David Weinberger, longtime L.E.S. district leader, dies at 74

David Weinberger in a photo from last year. Photo courtesy Karen Blatt
David Weinberger in a photo from last year. Photo courtesy Karen Blatt

BY ALBERT AMATEAU | David Weinberger, a beloved member of the Grand St. Jewish community, whose advocacy for the Lower East Side neighborhood where he was born included his long service as Democratic district leader, died on Oct. 11. He was 74.

Although he had been ill with diabetes for the past few years, his passing was unexpected.

His funeral service at the Bialystoker Synagogue on Willett St. was attended by neighborhood political and religious leaders. Rabbi Yeshaya Siff, of Young Israel Synagogue, said that Weinberger was a dedicated public servant who loved his family and was devoted to helping the Lower East Side community.

“From his work with Hatzolah [the Jewish volunteer ambulance service] and the synagogue, to his government service and political work, David advocated for his community and served it with dedication and diligence for years,” said State Senator Daniel Squadron. “He will be missed, and my thoughts are with Hedy and the entire Weinberger family.”

Hedy, David’s wife of more than 40 years, works in Squadron’s district office.

David, the son of Hannah and Harry Weinberger, went to school on the Lower East Side, attending P.S. 64 and 188 and graduating from Seward Park High School. He was a member of the Harry S. Truman Democratic Club for more than 40 years, long serving as its president. The club was the base of operations for former Assembly Speaker Sheldon Silver.

Judy Rapfogel, who was Silver’s chief of staff, said Weinberger had a long personal and professional friendship with the former Assembly Speaker. Silver is currently appealing his conviction last year on federal corruption charges.
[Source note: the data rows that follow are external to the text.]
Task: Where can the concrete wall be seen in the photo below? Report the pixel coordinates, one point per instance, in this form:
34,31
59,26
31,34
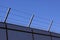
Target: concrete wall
16,32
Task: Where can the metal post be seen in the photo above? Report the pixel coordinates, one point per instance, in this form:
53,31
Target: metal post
30,25
50,28
5,22
31,21
7,14
50,25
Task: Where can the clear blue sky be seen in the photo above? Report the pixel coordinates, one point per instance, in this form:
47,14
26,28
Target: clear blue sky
44,11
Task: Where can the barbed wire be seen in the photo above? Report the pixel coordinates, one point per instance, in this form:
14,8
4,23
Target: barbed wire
25,18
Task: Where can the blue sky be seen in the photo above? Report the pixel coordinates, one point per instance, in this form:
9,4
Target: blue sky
44,10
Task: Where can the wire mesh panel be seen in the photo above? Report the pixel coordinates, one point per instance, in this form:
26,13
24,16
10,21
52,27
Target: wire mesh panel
54,38
2,34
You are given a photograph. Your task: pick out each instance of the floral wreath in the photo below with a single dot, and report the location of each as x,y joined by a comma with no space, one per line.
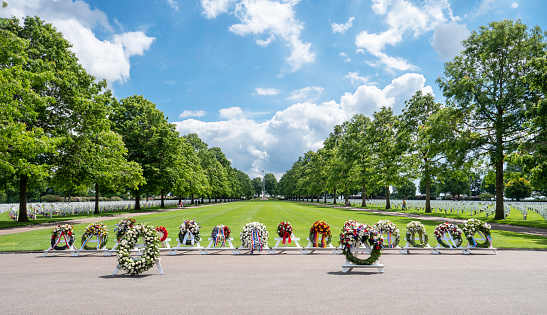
220,234
354,234
471,226
95,229
122,227
323,229
162,232
393,234
453,231
284,230
64,231
254,236
412,228
189,232
149,255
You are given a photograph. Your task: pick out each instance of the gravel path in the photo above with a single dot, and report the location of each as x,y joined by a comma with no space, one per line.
512,282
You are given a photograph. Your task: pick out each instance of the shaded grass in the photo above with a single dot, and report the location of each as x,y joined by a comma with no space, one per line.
236,215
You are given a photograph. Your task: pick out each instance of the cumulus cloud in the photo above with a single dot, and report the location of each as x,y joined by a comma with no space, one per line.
402,18
255,146
342,28
266,91
192,113
104,59
309,93
447,39
269,18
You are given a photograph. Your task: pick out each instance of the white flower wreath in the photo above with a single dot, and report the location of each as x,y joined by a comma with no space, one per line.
149,255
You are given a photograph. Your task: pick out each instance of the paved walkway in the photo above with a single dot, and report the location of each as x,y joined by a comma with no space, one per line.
512,282
496,226
34,227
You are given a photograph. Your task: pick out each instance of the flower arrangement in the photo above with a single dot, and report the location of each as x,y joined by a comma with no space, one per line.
220,234
284,230
393,234
189,232
254,236
471,226
95,229
353,234
122,227
64,231
150,254
412,228
323,229
452,230
162,233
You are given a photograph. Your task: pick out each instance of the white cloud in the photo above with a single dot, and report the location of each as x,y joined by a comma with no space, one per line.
342,28
192,113
275,19
104,59
231,113
255,146
309,93
266,91
346,58
447,39
355,78
403,18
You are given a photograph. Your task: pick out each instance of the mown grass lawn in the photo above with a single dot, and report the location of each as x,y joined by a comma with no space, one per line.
236,214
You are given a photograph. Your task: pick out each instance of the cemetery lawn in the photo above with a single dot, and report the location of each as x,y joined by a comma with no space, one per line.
236,214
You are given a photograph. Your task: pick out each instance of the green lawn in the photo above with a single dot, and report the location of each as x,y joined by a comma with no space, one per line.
235,215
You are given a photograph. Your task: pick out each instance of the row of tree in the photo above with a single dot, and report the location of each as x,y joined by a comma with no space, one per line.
61,128
495,114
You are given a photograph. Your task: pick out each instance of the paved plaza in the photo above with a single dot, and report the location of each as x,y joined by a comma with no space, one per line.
512,282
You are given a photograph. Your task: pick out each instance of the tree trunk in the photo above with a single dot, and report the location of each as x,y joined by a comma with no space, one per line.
23,182
428,195
96,199
364,196
500,215
388,204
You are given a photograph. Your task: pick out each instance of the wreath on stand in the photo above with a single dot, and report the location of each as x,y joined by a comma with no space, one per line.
162,233
471,226
150,254
220,235
254,236
452,230
189,232
95,229
412,228
65,231
393,234
353,234
323,229
284,230
122,227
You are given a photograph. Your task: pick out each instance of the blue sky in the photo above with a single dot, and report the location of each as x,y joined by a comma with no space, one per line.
268,80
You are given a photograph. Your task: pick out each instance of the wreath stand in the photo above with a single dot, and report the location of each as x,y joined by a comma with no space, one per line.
405,250
70,248
95,240
212,247
467,250
284,248
137,248
310,248
349,266
180,246
448,240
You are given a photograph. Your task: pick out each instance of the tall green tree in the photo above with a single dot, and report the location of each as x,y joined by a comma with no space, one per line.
486,87
50,101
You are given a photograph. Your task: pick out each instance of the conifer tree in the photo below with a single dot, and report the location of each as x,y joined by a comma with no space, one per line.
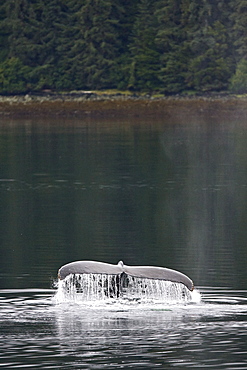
145,58
209,40
171,40
97,45
4,32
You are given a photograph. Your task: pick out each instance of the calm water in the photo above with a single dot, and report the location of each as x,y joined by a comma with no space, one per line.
168,192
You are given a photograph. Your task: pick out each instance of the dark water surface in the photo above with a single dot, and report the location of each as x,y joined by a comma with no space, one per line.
167,192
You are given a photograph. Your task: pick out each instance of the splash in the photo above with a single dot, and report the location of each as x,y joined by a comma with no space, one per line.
104,287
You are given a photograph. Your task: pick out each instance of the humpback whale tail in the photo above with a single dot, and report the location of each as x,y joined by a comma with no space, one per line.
121,270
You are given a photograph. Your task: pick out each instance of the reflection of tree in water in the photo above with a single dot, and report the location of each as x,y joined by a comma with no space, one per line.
206,200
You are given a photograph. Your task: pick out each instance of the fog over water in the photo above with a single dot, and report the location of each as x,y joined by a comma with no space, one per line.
166,192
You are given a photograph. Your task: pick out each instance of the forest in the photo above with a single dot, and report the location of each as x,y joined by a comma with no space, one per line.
165,46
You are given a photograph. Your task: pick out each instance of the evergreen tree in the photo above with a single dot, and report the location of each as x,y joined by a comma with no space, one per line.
171,40
97,45
4,32
211,63
240,27
145,57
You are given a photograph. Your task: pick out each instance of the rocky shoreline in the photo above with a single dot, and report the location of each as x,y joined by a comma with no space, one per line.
88,103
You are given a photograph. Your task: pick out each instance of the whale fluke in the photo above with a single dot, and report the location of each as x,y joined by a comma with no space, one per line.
149,272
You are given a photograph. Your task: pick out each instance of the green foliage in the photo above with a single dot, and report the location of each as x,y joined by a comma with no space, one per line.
239,79
210,66
145,64
143,45
14,77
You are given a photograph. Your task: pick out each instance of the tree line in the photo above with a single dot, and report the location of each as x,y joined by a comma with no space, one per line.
171,46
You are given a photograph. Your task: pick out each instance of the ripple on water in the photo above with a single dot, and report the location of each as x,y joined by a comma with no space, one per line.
35,332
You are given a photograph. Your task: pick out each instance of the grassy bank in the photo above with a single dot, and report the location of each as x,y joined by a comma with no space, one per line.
115,104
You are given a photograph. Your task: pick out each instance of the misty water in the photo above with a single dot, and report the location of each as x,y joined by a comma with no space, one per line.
168,192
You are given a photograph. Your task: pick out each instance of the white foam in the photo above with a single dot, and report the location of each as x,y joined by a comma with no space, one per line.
81,288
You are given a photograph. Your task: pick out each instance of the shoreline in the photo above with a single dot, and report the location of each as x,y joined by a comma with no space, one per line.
91,103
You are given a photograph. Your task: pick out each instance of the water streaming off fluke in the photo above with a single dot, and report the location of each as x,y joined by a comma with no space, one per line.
104,287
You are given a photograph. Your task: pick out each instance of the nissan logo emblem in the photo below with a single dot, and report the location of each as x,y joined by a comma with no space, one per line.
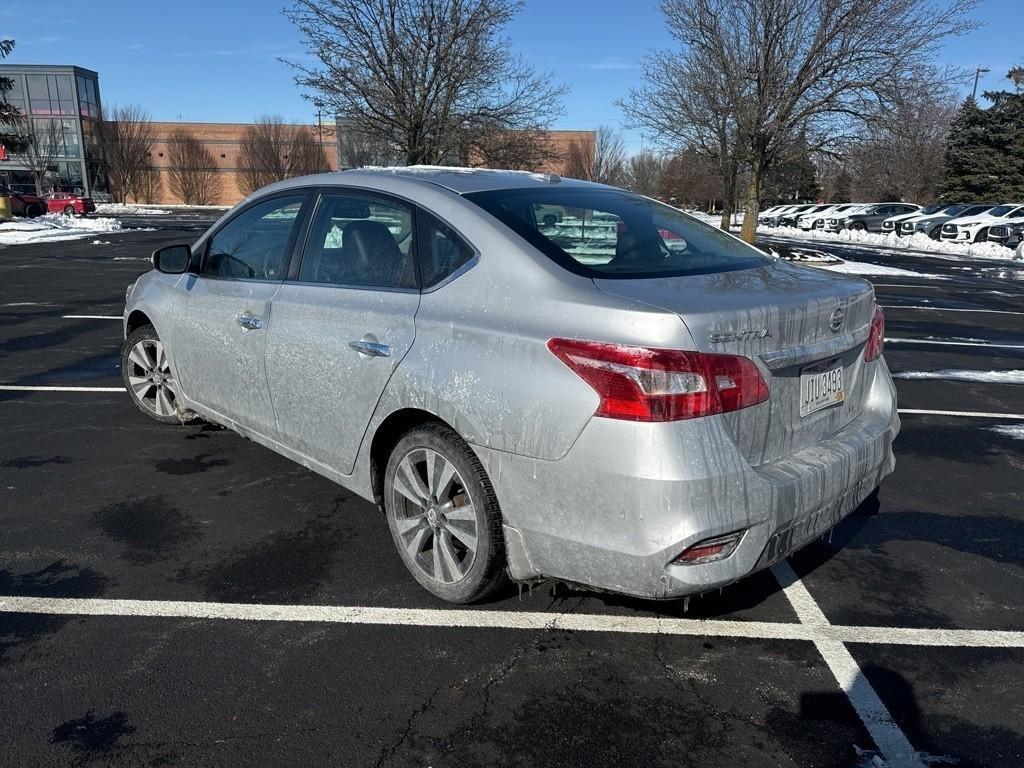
836,320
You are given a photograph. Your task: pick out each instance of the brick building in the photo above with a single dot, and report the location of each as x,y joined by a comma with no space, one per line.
224,142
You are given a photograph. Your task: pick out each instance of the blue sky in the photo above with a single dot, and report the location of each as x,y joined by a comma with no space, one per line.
217,60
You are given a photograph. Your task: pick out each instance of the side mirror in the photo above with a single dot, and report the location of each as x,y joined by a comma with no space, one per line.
172,259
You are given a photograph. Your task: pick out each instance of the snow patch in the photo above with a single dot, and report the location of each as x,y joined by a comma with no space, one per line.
119,209
915,242
52,227
990,377
860,267
1010,430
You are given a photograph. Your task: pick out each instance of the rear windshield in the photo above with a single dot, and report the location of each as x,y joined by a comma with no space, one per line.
615,233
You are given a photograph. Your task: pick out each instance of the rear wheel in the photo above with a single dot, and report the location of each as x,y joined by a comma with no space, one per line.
146,373
443,515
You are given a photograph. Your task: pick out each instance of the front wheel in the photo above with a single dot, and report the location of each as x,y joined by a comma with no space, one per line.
146,373
443,515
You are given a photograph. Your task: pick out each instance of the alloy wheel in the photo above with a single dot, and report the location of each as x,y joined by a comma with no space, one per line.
151,379
434,515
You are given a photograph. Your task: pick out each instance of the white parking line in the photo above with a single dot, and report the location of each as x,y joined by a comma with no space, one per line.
892,742
947,309
968,414
512,620
26,388
940,343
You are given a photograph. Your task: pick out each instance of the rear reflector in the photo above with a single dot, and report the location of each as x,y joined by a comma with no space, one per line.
872,349
710,550
653,385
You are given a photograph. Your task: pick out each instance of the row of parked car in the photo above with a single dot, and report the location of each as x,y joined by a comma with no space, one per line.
30,206
954,222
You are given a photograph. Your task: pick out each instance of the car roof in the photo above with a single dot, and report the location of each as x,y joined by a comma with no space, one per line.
460,180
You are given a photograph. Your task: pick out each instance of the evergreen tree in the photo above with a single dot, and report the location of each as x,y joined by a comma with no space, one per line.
10,139
984,158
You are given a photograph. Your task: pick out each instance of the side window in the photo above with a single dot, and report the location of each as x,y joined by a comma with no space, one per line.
442,251
254,244
358,240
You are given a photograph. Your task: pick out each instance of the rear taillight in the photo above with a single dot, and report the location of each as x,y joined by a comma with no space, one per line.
710,550
650,384
872,349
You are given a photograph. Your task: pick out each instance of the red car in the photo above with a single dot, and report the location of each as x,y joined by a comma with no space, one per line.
68,203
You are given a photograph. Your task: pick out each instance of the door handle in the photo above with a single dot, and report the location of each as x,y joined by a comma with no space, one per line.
373,348
250,322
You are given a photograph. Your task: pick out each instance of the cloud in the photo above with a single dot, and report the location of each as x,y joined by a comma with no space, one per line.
614,62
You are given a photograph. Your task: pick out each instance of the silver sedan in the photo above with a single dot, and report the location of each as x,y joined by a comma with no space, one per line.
534,378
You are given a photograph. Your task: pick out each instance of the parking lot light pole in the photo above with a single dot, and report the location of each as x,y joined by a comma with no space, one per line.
979,71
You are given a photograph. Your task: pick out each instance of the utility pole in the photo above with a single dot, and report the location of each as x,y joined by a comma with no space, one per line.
979,71
320,128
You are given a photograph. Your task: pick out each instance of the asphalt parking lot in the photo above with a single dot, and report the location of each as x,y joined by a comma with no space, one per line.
178,595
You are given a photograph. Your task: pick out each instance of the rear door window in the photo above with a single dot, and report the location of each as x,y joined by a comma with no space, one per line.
442,251
256,244
614,233
359,240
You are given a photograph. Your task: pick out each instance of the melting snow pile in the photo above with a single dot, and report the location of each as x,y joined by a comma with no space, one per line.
915,242
123,209
991,377
1010,430
52,227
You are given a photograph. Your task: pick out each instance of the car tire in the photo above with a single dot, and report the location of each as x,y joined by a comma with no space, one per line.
455,553
146,374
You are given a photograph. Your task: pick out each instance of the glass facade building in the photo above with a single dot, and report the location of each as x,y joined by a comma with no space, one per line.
62,107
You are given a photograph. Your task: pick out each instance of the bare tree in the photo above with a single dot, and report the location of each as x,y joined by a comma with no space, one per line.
899,153
781,68
580,159
685,109
357,150
497,146
126,136
602,161
644,172
272,150
690,178
40,153
193,174
426,77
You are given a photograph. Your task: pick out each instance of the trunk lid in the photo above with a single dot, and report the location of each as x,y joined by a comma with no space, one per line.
780,316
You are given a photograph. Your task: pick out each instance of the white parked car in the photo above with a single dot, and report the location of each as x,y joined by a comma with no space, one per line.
816,219
975,228
931,224
892,224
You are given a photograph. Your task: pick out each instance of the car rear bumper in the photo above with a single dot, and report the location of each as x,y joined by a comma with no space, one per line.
628,499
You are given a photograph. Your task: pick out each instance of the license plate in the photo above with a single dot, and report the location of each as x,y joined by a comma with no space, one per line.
820,386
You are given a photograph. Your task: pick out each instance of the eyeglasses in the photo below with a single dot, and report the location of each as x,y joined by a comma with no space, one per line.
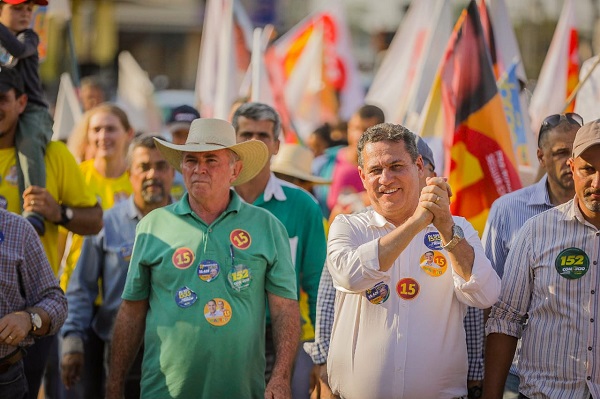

“David was a great Lower East Sider, a dedicated district leader until the day he died and a devoted club member who turned out every Primary Day,” Rapfogel said. “He was a founder and volunteer driver with Hatzolah. On Sept. 11 he was among the volunteers who went down to the World Trade Center site,” Rapfogel added.

Weinberger was also for years a member of Community Board 3.

In addition to his wife, two sons and a daughter survive, as do several grandchildren, one of whom was recently married.